An online silent auction will soon be underway to help raise funds for the purchase of a service dog for a Stettler boy with autism.
“Jenner Smith’s mom, Charly Cassidy, applied to our Foundation for a service dog for Jenner. They themselves have already raised half of the funds towards the dog, which was amazing to do on their own,” said Sharlee Anderson, who is with The Make a Move with Jagger Foundation.
“They came to us for last half, which is about $10,000 left owing. So we started up, just before Christmas, a calendar and card fundraiser which raised about $800 for that specific family.
“We also decided that we wanted to keep helping them until they could get the dog,” she said. “We’ve created an online silent auction on Facebook. The auction will be taking place starting on March 11th at 9 a.m. and wrapping up on March 14th at noon.”
Anderson said a service dog was recommended for Jenner’s family as a means to help him get further involved with a number of community activities.
“I’ve spoken with Aspen Service Dogs, and it’s quite the process to apply for a dog and be qualified. They did qualify, and I think having this dog in their lives would make it so they’d be able to do more everyday kinds of things that most families take for granted,” she said.
According to the Foundation’s Facebook page, Jenner has been diagnosed with Autism Spectrum Disorder and Global Development Delay.
“Jenner is a very happy boy but happy doesn’t always mean safe. He is non-verbal, he avoids people he doesn’t know and bolts towards anything that catches his eye. It makes outings as a family extremely hard.
“The therapy dog will attend school with him to help bring stability, familiarity and regulation for the transition of kindergarten and any other public outings the family wants to attend.
“The dog will promote compassion and acceptance within his community.”
Jenner’s mom said that her son, who is now four, was formally diagnosed with Autism Spectrum Disorder and Global Developmental Delay in September of 2019.
“Lots of children who are on the spectrum under the age of five will often get that dual diagnosis,” she explained.
“He was two and one-half at the time of his diagnosis.”
Charly said that a service dog will be a tremendous help in a number of ways.
“For Jenner, one of our biggest concerns is that he doesn’t really understand danger.
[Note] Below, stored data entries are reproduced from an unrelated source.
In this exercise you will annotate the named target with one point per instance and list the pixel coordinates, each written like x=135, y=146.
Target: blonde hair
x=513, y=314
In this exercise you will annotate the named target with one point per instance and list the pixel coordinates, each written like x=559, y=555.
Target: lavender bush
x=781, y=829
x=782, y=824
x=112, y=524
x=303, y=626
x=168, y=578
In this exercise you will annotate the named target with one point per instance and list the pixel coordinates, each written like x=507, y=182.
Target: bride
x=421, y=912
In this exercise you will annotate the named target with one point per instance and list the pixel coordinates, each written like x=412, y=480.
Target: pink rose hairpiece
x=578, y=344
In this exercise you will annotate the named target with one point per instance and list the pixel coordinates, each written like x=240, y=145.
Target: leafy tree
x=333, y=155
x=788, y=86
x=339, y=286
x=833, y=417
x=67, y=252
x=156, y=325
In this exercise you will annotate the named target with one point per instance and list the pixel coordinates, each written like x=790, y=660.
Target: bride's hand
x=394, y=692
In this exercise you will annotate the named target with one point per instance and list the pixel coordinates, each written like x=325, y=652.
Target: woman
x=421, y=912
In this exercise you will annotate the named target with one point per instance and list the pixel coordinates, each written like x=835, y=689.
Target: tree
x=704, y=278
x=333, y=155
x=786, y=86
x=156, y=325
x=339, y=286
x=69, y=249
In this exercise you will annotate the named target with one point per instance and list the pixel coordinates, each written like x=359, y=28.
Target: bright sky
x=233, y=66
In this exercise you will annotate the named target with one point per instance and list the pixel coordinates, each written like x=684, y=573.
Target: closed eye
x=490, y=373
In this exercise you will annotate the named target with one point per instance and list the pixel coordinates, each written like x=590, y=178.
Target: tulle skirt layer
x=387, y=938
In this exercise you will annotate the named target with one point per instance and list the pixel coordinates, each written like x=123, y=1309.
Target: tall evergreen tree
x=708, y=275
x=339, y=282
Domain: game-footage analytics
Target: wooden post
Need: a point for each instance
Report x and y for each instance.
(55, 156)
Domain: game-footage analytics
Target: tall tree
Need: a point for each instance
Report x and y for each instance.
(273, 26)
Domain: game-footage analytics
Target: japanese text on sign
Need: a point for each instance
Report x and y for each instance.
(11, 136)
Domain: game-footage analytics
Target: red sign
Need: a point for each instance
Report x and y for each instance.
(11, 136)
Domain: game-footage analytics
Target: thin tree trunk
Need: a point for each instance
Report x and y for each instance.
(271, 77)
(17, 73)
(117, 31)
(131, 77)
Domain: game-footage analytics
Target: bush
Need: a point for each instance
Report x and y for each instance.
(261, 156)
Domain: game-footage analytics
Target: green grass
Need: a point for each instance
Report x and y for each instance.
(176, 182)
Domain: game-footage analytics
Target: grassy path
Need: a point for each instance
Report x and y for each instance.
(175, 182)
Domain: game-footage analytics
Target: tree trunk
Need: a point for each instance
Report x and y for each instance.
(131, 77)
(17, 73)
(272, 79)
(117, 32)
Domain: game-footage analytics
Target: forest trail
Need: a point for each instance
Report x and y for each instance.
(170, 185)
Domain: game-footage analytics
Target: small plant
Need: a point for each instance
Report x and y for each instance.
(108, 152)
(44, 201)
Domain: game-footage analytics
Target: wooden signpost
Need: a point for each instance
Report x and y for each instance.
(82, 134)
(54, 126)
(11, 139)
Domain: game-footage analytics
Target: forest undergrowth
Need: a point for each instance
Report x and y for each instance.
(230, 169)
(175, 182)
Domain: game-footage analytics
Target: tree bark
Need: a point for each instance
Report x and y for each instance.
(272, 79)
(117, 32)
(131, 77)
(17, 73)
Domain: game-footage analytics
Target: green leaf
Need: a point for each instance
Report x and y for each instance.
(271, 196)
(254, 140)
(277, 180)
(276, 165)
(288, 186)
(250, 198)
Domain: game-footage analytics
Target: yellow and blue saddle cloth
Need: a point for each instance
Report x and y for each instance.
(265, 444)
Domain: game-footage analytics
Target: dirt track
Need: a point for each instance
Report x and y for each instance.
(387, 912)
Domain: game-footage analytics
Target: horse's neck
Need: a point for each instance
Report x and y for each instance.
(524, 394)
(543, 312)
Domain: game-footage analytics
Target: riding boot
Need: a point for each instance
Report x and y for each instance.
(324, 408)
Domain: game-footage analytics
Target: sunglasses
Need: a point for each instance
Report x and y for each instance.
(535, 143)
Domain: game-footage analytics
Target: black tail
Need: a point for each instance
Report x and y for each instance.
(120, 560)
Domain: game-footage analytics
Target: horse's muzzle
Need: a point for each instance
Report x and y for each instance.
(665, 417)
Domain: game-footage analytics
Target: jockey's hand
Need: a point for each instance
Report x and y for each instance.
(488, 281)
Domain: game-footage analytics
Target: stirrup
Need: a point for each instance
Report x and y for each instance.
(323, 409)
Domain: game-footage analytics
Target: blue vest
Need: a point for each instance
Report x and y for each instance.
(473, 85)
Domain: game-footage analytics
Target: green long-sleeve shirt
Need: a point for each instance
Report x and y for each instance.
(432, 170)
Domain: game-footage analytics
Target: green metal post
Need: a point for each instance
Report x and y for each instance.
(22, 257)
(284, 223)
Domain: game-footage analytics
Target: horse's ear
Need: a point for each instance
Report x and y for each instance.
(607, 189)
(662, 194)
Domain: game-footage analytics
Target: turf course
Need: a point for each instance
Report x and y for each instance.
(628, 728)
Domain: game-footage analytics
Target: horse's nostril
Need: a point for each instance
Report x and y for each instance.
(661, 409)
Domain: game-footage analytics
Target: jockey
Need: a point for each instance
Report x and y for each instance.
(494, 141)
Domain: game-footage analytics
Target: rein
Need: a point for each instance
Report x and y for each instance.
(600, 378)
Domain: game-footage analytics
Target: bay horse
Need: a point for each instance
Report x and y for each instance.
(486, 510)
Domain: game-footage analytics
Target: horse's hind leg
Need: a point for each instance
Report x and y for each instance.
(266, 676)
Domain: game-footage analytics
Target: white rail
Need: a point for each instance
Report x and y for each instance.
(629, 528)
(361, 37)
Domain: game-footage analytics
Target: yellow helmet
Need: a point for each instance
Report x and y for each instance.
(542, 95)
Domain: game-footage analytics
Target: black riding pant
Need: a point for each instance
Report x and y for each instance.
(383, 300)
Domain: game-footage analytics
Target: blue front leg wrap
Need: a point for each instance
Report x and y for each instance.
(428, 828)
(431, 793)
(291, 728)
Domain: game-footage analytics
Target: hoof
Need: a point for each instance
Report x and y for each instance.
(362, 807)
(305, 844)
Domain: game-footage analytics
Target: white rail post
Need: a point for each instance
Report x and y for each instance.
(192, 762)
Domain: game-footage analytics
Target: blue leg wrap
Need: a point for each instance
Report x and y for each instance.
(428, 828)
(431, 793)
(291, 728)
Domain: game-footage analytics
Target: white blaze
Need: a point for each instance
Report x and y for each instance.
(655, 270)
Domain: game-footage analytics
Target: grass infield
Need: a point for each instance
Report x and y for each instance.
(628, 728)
And they are often very impulsive, so if he sees something and he wants it, he will bolt,” she explained. “He will bolt into traffic, or he will jump into a body of water even though he can’t swim. He just doesn’t understand the consequences,” she said.
The service dogs are trained to be a companion to the child, and the child also comes to learn that he or she has to help care for the dog as well.
“They bond with the dog, and they learn things like, ‘I can’t go there because that isn’t safe for my dog’. There is that kinship where they kind of understand that they need to keep their dogs safe.”
Also, when the children are young, there are special tethers that can attach the child to the dog.
“If I were to be walking the dog with a leash with Jenner, if he saw something and tried to bolt, the dog would feel the pressure pull and would stop. He wouldn’t allow Jenner to go.”
Charly said it’s a two year waitlist to get one of these specially-trained dogs. If everything goes according to plan, they are set to receive a dog by December.
But it’s costly, too.
“They are partially funded by the government and we have to come up with the other half. Altogether, it’s $25,000. So at the beginning, there is a $5,000 deposit and then the first year, you pay $10,000. During the second year, you pay the final $10,000. Our goal is to raise enough for the final payment, which would be $10,000,” she said.
Charly noted that service dogs also really help with ‘regulating and transitioning’ autistic children when they are in a heightened state and are having trouble calming themselves, or they are in an environment where they just aren’t coping very well.
The dogs will really help settle them. This can happen through what is known as ‘deep pressure’ where, for example, something of weight is applied to the body, which in turn, has a calming effect.
“For sleeping it’s great, too. Just having that companion there – that calming, consistent presence that can also be a forever friend when other people may not be able to understand what’s happening because often (the children) can’t vocalize what they need.”
It should be an easy transition to welcome the dog into the family home, as Jenner loves animals, his mom said.
“We have horses, dogs and cats and he has always really loved the dogs,” she said.
“We are very excited – it will also be really good for Jenner and for the family to have another dog around that the kids can also help take care of.”
The Make a Move with Jagger Foundation, which is based in Red Deer, is committed to facilitating the inclusion and independence of individuals with special needs in the community.